- Born: 16 February 1967 (age 59)
- Genres: Contemporary, Classical
- Occupations: Composer and teacher
- Website: www.richardnye.co.uk

= Richard Nye =

British composer

Richard Nye is an instrumental and choral composer born 1967 in Gloucester, England.

==Biography==
His first published work, Three Pyrotechnics for Solo Clarinet (1993 - pub. Cascade Music Publishing) is now included as part of the Trinity College Advanced Clarinet repertoire. Nye was a chorister at Gloucester Cathedral under John Sanders and began composing at a young age. Guided by the Cheltenham-based composer Tony Hewitt-Jones whilst he was still at school, Nye later went on to study music in London. He received his South Bank debut with 8 'til Late (8 hands on 2 pianos) performed at the South Bank Centre in 2001 by Piano 40, whilst Nye was living on the Isles of Scilly. The work was later released on CD by Regent Records.

Recently he composed music inspired by works of art, most notably Circus! based on the Circus Prints by the late Eric James Mellon, and Annunciation based on the painting of the same name by American artist, John Collier.
Nye also works with samples, historical recordings and visual media. His orchestral work Icarus was used alongside a short animated film. Nye received his New York debut in 2013 with the micro-opera Bucca, a piece that formed the basis of the award-winning 20 minute multimedia piece, Edge of the World.
Nye continues to combine experimental works such as Underworld performed at the University of Bremen in 2014 by Juan María Solare, with contemporary choral and instrumental compositions.
Since 2021 Nye has worked extensively with electronics, sample libraries and field recordings, writing and producing three albums.
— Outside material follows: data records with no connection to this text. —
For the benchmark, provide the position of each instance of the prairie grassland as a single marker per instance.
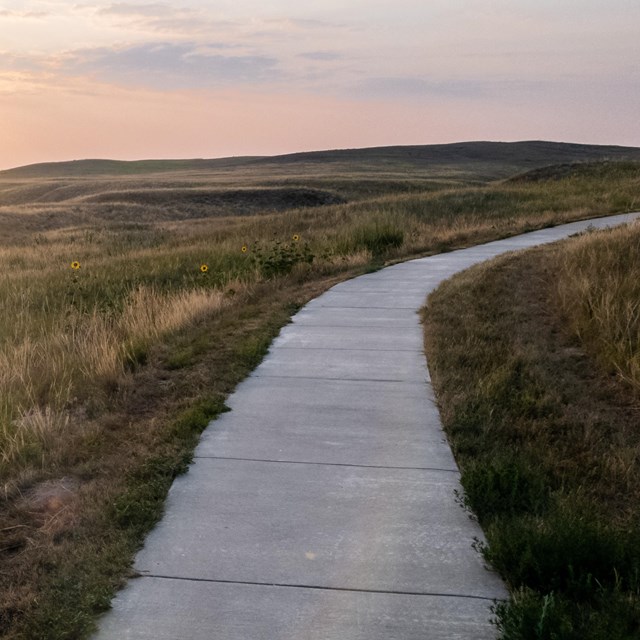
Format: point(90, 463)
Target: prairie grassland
point(68, 335)
point(522, 352)
point(599, 290)
point(108, 372)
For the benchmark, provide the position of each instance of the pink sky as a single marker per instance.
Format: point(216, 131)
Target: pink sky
point(200, 79)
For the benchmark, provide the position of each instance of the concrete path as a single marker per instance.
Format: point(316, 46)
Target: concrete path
point(322, 507)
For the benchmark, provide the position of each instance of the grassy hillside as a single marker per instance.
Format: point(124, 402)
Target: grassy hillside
point(133, 304)
point(535, 362)
point(483, 160)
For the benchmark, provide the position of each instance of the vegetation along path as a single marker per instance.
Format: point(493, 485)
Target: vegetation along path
point(324, 504)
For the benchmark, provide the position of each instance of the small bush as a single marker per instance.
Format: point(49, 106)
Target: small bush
point(280, 258)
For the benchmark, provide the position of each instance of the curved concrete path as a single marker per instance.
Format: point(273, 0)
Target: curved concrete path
point(322, 507)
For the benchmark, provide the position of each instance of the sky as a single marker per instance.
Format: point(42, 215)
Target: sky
point(207, 79)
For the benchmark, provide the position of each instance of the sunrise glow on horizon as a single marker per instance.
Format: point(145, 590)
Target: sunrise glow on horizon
point(133, 80)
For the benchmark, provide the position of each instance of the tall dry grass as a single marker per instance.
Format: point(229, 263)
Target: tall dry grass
point(66, 336)
point(79, 354)
point(599, 289)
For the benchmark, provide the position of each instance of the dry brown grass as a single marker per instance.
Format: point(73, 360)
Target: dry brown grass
point(599, 290)
point(108, 373)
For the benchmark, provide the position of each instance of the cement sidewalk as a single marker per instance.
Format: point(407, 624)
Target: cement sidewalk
point(322, 507)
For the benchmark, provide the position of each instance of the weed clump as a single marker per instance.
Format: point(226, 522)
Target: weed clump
point(279, 258)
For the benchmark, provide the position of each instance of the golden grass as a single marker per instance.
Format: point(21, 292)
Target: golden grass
point(599, 290)
point(79, 354)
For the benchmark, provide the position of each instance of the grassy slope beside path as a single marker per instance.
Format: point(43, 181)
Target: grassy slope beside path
point(546, 429)
point(88, 451)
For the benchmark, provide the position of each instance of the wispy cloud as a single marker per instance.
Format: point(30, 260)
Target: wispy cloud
point(5, 13)
point(170, 66)
point(328, 56)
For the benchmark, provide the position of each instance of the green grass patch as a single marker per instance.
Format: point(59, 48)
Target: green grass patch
point(548, 449)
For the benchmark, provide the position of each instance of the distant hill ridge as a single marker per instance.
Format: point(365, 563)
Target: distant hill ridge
point(516, 155)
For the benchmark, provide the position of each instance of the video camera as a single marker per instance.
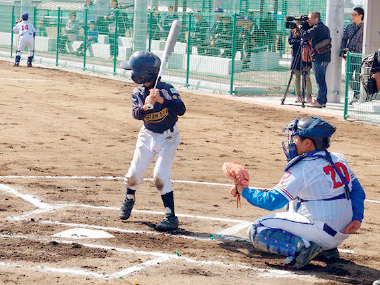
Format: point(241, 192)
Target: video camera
point(290, 21)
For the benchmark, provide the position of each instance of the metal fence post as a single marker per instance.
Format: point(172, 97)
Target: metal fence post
point(116, 44)
point(150, 30)
point(58, 36)
point(188, 50)
point(233, 55)
point(12, 33)
point(85, 39)
point(348, 63)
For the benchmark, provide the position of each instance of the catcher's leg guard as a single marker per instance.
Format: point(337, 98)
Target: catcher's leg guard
point(30, 59)
point(17, 60)
point(275, 241)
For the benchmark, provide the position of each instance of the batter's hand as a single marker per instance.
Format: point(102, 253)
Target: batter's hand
point(352, 227)
point(149, 102)
point(155, 93)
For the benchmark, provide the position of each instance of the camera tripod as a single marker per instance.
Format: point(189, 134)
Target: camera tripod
point(304, 73)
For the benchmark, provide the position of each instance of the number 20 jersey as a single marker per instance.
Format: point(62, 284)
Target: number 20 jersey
point(313, 180)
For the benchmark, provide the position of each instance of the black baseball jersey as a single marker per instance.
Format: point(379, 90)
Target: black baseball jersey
point(163, 116)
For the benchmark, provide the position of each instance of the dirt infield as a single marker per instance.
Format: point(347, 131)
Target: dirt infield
point(66, 142)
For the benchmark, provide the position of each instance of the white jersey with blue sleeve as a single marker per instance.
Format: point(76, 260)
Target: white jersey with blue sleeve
point(320, 190)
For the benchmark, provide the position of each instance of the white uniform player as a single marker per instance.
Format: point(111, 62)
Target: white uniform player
point(325, 199)
point(159, 108)
point(26, 32)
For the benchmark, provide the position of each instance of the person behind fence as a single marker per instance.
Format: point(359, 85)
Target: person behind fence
point(27, 34)
point(216, 30)
point(157, 29)
point(325, 198)
point(41, 26)
point(301, 59)
point(159, 108)
point(319, 35)
point(201, 33)
point(70, 34)
point(370, 77)
point(222, 42)
point(352, 41)
point(92, 37)
point(92, 11)
point(168, 19)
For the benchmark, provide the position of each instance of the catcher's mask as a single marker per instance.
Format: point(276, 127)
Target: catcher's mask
point(316, 129)
point(144, 65)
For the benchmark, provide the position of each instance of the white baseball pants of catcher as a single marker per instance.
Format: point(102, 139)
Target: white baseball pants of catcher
point(149, 145)
point(299, 225)
point(26, 40)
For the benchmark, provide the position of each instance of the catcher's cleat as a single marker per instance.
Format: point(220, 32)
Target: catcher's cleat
point(169, 223)
point(304, 257)
point(330, 254)
point(126, 209)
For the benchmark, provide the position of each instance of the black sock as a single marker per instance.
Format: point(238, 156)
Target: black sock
point(168, 200)
point(130, 194)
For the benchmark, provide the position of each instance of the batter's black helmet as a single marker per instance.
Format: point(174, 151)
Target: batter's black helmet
point(144, 65)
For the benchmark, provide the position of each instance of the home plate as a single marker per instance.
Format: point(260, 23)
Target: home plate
point(83, 233)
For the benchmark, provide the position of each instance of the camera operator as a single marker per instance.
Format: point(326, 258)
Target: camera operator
point(319, 34)
point(352, 41)
point(300, 61)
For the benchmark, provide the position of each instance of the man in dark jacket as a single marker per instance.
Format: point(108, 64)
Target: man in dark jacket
point(317, 32)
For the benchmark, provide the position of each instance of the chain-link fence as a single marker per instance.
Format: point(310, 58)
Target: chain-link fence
point(241, 53)
point(358, 103)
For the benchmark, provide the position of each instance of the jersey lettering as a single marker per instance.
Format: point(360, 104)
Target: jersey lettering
point(329, 170)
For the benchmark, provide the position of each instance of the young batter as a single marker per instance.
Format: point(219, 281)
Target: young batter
point(326, 199)
point(27, 32)
point(159, 137)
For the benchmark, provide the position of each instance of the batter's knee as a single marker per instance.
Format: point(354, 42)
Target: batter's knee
point(132, 181)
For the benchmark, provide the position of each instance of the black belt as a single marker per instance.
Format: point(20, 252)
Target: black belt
point(341, 196)
point(329, 230)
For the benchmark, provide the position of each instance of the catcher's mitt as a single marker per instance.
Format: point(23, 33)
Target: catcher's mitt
point(238, 174)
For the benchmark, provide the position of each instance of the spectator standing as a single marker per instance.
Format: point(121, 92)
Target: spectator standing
point(298, 63)
point(92, 11)
point(168, 19)
point(318, 33)
point(70, 34)
point(352, 41)
point(92, 37)
point(201, 33)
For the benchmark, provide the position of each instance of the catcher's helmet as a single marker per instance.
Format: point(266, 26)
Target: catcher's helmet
point(316, 129)
point(144, 65)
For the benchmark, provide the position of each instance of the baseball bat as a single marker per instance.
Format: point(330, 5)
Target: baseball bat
point(169, 48)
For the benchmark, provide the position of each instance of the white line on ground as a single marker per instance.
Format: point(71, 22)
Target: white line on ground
point(24, 79)
point(267, 273)
point(122, 178)
point(34, 201)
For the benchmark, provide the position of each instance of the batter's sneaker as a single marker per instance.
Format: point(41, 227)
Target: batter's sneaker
point(304, 257)
point(126, 209)
point(330, 254)
point(169, 223)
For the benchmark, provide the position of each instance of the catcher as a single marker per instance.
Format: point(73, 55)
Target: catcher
point(325, 199)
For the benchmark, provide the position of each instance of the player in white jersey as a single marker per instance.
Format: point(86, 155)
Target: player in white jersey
point(27, 33)
point(325, 199)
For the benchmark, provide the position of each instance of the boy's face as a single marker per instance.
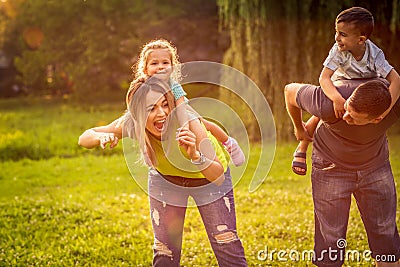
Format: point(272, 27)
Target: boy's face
point(348, 38)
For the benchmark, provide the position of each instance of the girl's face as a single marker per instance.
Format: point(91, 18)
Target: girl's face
point(158, 62)
point(157, 109)
point(348, 38)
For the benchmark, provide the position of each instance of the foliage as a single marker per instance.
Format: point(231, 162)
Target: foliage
point(70, 206)
point(87, 45)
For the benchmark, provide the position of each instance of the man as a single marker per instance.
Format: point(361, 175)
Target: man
point(350, 156)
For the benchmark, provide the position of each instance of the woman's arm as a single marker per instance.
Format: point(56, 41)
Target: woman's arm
point(196, 143)
point(100, 136)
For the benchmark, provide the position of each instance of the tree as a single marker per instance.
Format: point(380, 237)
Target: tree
point(277, 42)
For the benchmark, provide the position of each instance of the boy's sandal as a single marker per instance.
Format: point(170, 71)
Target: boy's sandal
point(299, 164)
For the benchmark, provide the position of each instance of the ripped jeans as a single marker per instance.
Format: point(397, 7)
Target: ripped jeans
point(168, 203)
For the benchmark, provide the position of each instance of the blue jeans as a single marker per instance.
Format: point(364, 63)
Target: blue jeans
point(375, 195)
point(168, 203)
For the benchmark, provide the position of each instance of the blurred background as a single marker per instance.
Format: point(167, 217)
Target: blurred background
point(84, 49)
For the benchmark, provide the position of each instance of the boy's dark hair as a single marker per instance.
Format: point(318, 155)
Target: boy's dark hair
point(360, 17)
point(372, 98)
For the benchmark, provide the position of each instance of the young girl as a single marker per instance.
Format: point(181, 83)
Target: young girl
point(206, 176)
point(160, 58)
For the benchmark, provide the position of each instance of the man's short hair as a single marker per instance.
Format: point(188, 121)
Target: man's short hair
point(372, 98)
point(360, 17)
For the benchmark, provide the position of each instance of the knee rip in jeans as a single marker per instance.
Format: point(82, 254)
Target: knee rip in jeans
point(161, 248)
point(225, 237)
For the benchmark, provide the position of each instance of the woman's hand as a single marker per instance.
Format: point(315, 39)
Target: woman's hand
point(106, 138)
point(187, 140)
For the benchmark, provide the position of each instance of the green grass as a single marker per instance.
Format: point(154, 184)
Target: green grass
point(62, 205)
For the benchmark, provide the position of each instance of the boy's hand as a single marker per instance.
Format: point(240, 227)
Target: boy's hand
point(338, 107)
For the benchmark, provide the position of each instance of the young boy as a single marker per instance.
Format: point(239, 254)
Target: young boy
point(353, 56)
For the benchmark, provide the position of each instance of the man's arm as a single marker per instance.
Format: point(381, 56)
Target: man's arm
point(394, 88)
point(331, 91)
point(295, 112)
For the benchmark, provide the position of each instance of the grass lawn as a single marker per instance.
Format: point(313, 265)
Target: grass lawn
point(61, 205)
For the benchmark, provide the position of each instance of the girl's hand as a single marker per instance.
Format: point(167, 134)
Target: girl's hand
point(106, 138)
point(187, 140)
In August 2022, his electronic composition EXPRSN was broadcast on BBC Radio 3.
In September 2024, Nye was appointed Composer in Residence for the Wiltshire town of Mere.
Nye's music is published with a number of works available from a variety of instrumental and choral publishing houses.

== Selected Compositions ==
- Three Pyrotechnic's for Solo Clarinet (1993),
- Mind Games for solo piano (1999),
- 8 'til Late for 8 hands on 2 pianos (2000),
- Icarus for orchestra (2000 - updated and scored for animated film in 2012)
- Cave Paintings for alto sax and piano (2002),
- Susvar for solo marimba (2002–2003),
- Online for 8 hands on 2 pianos (2002 - orchestrated in 2010),
- From Hambledon's Ridge for flute, oboe and clarinet (2005),
- Eric's Age of Blue for solo piano (2005),
- Colour Poems (words by Charlotta Skule) for SSAATBB (2006),
- Walking Song (words by Ivor Gurney) SATB and piano (2008)- music reset to words by Ian York (2010),
- Looking at the Mirror of the Moon (words by Thích Nhất Hạnh) for soprano, violin, viola and 'cello (2009),
- Annunciation for oboe, two voices (or choral parts) and piano (2009),
- Circus! for oboe, violin and piano (2010),
- Whispering Walls for marimba, harp and violin (2010),
- Steady Beats the Heart SATB and jazz piano (2011) (Words by Mandy Anson),
- The Gardener for oboe, violin and 'cello (2011),
- The Unfathomable Blue for solo piano (2012),
- Bucca a 1-minute music theatre piece for soprano and piano (2013).
- This Marvellous Machine for 8 hands on 1 piano (2013).
- Underworld for the lowest note on the piano (2014).
- Edge of the World a multimedia artistic work inspired by Levant Mine, Cornwall, UK (2014).
- Missa Brevis for SATB and organ (2015).
- Three Lyrics for oboe, clarinet and piano (2015 rev.2020).
- EXPRSN for multiple synthesisers and electronics (2022).
- Ten Vignettes for solo piano (2022).
- Fear not, for I am with you for unaccompanied SATB (2024).